Deutsche Medien haben seinerzeit mit allem Ernst Tatarennachrichten kolportiert, Kaczyński werde den Ausnahmezustand ausrufen, um die Wahlen zu verhindern. Dann hieß es, in der Wahlnacht werde er die Armee auf die Straßen schicken. Wer so etwas behauptet, befindet sich im geistigen Ausnahmezustand der Paranoia. Derweil haben sich Recht und Gerechtigkeit und dessen Vorsitzender schon einmal, 2007, nach verlorenen Wahlen, für acht Jahre anstandslos auf die Oppositionsbänke begeben und sie werden es, wenn sie keinen Koalitionspartner finden, wovon auszugehen ist, auch dieses Mal tun.

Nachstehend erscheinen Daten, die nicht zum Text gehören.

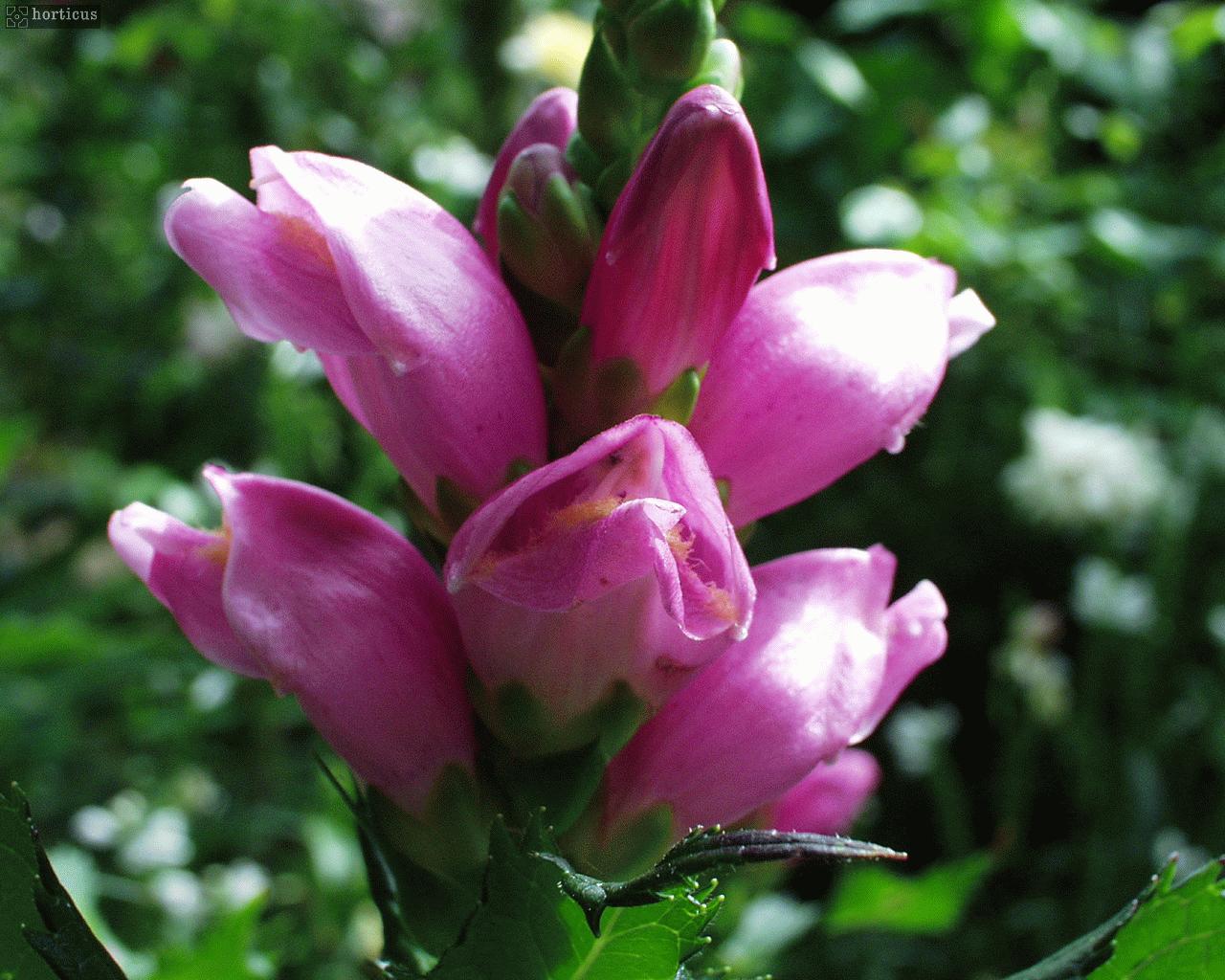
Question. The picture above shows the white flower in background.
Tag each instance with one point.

Selbst der Oberste Rechnungshof wird von einem Politiker geleitet, der es sich zum Ziel gesetzt hat, die Regierungspartei zu zerstören. Schließlich ist Polen ein Land, in dem die Bürgerrechte und die Rechte von Minderheiten in der Regel nicht weniger geachtet werden als irgendwo sonst in Europa. Wenn dies das Bild einer Musterdiktatur sein soll, dann muss man sich fragen, welches Land in der Welt in der Lage wäre, eine so hohe Messlatte für Demokratie zu überspringen. Die USA mit ihrer politischen Macht, die offen am Laufband der Plutokratie wandelt? Frankreich mit seiner Polizei, die jedes Jahr mehr als ein Dutzend Bürger bei verschiedenen politischen Demonstrationen tötet? Oder wie wäre es mit Deutschland mit seiner von Politikern bestimmten Zusammensetzung der obersten Gerichte?

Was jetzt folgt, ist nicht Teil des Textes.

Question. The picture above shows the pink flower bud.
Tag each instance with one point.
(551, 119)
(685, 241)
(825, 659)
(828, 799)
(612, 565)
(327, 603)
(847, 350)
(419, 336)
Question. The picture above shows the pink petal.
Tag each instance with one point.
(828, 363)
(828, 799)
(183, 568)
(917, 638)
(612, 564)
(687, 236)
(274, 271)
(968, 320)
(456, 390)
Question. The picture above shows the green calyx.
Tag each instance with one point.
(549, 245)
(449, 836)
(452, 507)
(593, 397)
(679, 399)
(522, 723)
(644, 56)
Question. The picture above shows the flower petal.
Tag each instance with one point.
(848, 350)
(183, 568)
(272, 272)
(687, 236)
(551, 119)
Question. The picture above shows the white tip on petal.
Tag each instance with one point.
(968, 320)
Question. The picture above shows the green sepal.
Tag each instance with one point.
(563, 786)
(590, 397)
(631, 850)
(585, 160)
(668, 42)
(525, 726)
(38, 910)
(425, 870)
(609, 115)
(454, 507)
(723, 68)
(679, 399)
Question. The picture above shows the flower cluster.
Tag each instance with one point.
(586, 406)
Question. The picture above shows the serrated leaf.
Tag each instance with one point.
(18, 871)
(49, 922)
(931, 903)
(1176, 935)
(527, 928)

Niemand behauptet, dass Polen perfekt ist. Das ist es nicht. Oder dass es nicht besser werden kann. Das kann es. Aber es geht auch darum, der Hysterie und der maßlosen Übertreibung Grenzen zu setzen. Polen ist,  im Gegensatz zu dem was u. a. deutsche Medien gebetsmühlenartig verkünden, nicht von einer schweren Krankheit befallen. Weder vom Autoritarismus noch von der Antidemokratie oder sonst etwas. Es gibt keinen Grund, die Hände dort zu ringen, wo es eigentlich etwas zu feiern gibt.

Die polnische Demokratie ist so gesund wie eh und je. Und sie hat sich dieses Mal, genauso wie 2015 und 2019, als Recht und Gerechtigkeit die Wahlen gewann, die Regierung gewählt, die sie haben will. Ob das die richtige Entscheidung war, steht auf einem anderen Blatt.